Bob Mankoff asks, "How About Wednesday - Is Wednesday Good For You?"

Robert Mankoff is the New Yorker's cartoon editor and a very smart man. He'll be at Politics and Prose on Wednesday, April 2, at 7 pm to discuss his new book, How About Never - Is Never Good for You? My Life In Cartoons (Henry Holt, $32.50).

The book is a breezy, extremely well-illustrated autobiography / history of New Yorker cartooning / treatise on gag cartooning that is a quick, but worthwhile read. The style is one that Mankoff perfected on his From the Desk of Bob Mankoff blog: short, pithy, humorous essays well illustrated by cartoons. By this point, in 20 years of being the cartoon editor, he's selected over 14,000 for the magazine, many of which aren't by him. That's actually a sample of the type of humor in the book by the way.

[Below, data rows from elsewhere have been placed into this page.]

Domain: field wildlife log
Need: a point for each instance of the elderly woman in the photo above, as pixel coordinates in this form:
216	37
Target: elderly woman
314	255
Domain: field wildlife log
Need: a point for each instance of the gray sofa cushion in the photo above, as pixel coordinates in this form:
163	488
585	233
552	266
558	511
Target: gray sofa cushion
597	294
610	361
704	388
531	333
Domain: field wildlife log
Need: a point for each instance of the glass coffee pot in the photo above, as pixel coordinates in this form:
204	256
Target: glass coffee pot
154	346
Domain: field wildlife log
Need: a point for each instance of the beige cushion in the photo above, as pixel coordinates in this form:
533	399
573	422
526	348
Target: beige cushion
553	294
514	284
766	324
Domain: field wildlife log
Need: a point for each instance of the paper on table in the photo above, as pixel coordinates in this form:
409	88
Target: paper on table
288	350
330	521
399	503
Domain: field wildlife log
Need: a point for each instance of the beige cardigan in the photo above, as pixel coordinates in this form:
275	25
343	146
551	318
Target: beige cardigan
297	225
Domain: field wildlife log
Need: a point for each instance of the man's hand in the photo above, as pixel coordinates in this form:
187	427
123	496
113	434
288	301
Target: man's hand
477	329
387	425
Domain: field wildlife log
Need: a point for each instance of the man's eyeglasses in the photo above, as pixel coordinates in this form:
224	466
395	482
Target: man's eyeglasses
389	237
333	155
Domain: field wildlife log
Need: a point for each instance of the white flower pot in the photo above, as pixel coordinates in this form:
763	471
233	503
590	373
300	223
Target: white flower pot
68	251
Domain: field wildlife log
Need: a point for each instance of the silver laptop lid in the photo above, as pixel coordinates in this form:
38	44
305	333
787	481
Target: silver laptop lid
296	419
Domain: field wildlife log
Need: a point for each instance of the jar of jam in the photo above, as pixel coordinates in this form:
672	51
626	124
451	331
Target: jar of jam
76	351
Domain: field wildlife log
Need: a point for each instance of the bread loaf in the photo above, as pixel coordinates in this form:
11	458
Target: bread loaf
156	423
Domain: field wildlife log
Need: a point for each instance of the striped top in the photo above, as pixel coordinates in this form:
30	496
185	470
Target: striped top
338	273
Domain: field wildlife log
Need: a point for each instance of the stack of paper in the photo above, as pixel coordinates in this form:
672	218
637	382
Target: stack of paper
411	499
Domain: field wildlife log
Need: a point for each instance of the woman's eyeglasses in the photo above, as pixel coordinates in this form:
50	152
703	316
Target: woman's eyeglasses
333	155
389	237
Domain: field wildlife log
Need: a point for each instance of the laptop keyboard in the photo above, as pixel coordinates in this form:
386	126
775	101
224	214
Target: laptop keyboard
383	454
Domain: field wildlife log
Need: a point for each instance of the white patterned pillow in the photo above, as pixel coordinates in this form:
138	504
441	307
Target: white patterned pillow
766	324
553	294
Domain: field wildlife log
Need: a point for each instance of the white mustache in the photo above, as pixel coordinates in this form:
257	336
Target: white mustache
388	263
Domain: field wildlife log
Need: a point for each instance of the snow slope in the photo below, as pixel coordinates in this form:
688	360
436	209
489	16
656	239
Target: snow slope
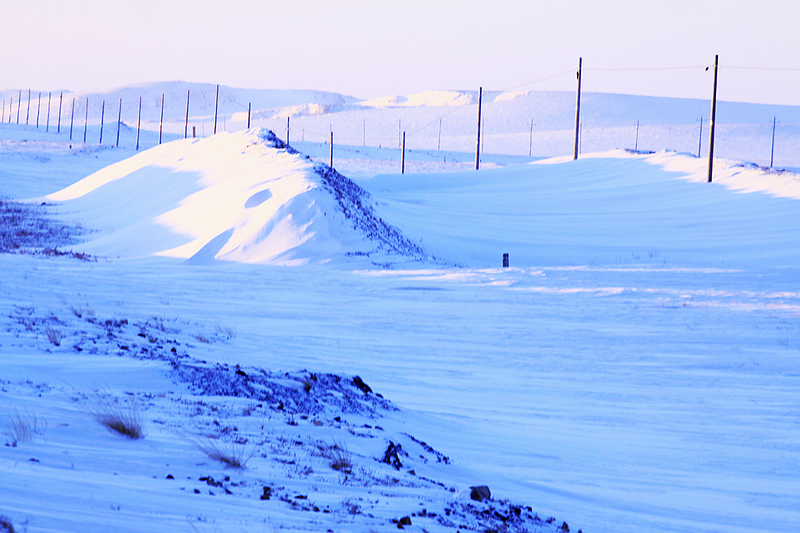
233	197
635	369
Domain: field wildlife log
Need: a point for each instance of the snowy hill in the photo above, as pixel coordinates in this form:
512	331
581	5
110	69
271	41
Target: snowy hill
239	197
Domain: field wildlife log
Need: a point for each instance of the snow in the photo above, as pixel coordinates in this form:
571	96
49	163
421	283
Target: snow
635	369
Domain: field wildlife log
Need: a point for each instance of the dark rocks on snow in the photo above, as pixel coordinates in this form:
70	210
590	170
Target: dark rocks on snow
480	493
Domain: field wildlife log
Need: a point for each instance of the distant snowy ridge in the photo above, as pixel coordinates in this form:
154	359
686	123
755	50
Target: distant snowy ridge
242	197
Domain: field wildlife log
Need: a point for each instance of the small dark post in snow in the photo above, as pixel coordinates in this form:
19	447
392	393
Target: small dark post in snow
403	156
700	142
49	98
216	104
161	120
576	149
119	121
713	121
102	119
86	121
139	124
478	142
772	151
186	122
60	99
71	119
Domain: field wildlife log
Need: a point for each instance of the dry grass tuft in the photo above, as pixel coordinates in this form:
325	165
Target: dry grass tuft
234	454
122	419
25	428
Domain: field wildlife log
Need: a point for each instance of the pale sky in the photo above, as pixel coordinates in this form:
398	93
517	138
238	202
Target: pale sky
377	48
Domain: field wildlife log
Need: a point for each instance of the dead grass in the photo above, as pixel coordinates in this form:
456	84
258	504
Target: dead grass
234	454
25	428
123	419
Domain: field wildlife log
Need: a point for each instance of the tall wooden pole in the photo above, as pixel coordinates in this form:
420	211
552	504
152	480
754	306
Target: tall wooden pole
86	121
119	121
186	122
71	119
713	122
216	104
60	99
139	124
478	142
576	148
772	151
49	98
700	142
102	119
403	156
161	120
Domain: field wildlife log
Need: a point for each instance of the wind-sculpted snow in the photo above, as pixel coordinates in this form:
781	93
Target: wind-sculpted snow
244	197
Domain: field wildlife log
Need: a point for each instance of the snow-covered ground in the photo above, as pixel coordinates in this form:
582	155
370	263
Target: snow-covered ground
636	368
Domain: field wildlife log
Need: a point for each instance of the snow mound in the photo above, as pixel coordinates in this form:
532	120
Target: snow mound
243	197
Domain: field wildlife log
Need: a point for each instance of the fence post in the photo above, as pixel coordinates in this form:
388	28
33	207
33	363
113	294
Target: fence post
49	97
119	121
102	120
161	120
60	99
86	121
478	143
139	124
576	149
216	104
713	123
186	122
403	156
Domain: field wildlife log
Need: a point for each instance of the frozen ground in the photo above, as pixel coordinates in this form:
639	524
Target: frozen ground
635	369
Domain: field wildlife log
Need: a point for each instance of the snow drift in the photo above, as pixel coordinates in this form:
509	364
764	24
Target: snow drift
243	197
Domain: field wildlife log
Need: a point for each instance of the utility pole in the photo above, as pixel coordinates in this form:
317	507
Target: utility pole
139	124
713	122
478	143
530	142
403	156
119	121
161	120
700	142
577	112
186	122
102	119
772	151
216	105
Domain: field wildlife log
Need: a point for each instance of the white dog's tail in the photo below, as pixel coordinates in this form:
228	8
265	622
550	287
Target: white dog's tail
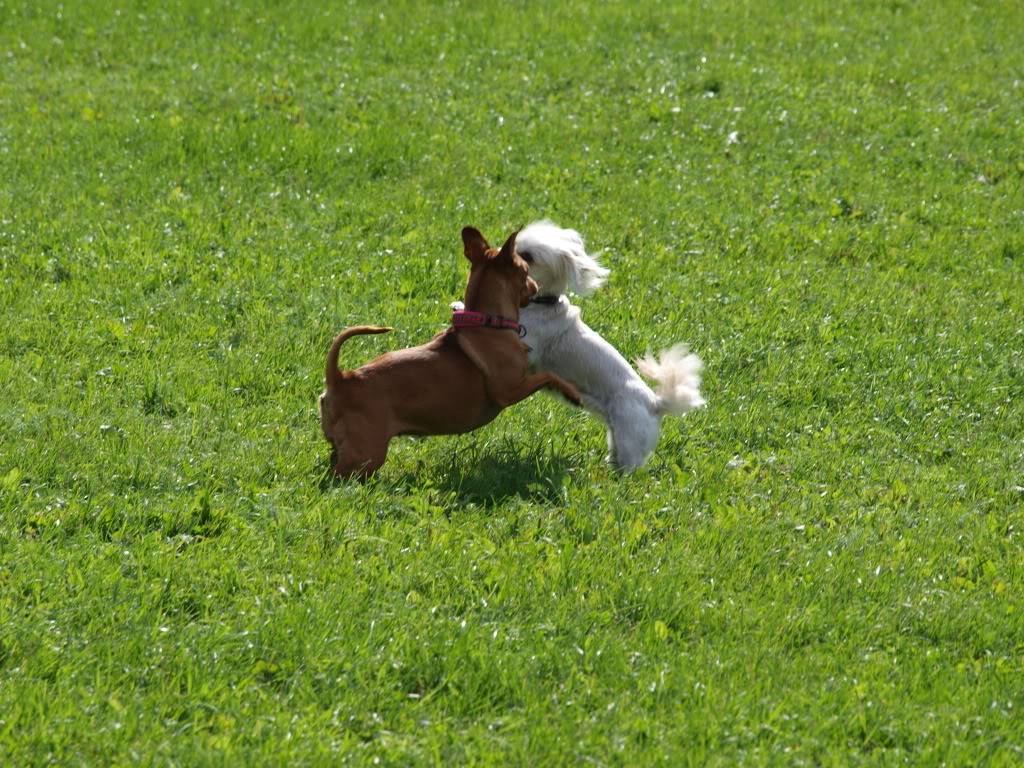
677	374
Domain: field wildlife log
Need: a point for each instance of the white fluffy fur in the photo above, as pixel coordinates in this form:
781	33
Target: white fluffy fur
562	343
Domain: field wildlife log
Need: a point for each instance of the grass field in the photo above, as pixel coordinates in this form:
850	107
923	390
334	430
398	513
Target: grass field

My suspicion is that parts of this book actually appeared there first, which in no way undermines its value. The introduction is actually useful for anyone who picks up the book and is unfamiliar with Mankoff's role in cartooning. He then begins with a superficial look at his early interest in cartooning, relating that to the currently-fashionable theory that Jews produced much of the 20th century's comic art.* And honestly, that is all we really need about his teenage years, and the book picks up steam when he writes about attempting to break into Lee Lorenz's cartoonist stable. His discussion of the need for a distinctive style, and developing his pointillist version, is quite interesting. Mankoff's look at the first cartoons by him, Jack Zeigler, Michael Maslin, Roz Chast and Mick Stevens is clever, and his discussion of the changing nature of New Yorker cartoons is a must-read.

A chapter looks at how he began the Cartoon Bank, an electronic database / syndication service for cartoons the New Yorker rejected, sold that to the magazine which expanded it, and indexed and digitized all the cartoons the magazine had ever run. The way the magazine handled this before was a scrapbook for each cartoonist with clippings pasted in them. One can easily see the possibilities that having a computer-searchable catalog opened up for licensing and reprint books.

Perhaps a little too much space is devoted to the Seinfeld episode which focussed on the New Yorker's cartoon choices, but Mankoff uses that as a stepping off place to write about the nature of cartoon humor. As I said, he's a very smart man. Mankoff also looks at the joys and difficulties of developing his own stable of newer cartoonists, how and why cartoons are selected, editor-in-chief David Remnick's role in the final selection, the cartoon contest is the magazine's back pages, and closes with a look at the newest cartoonists to join the magazine.

Overall, if one is interested in either gag cartooning, the New Yorker, or the nature of humor, this is a must-have book.

*Not that there's anything wrong with that, to quote another comedic Jew, Jerry Seinfeld.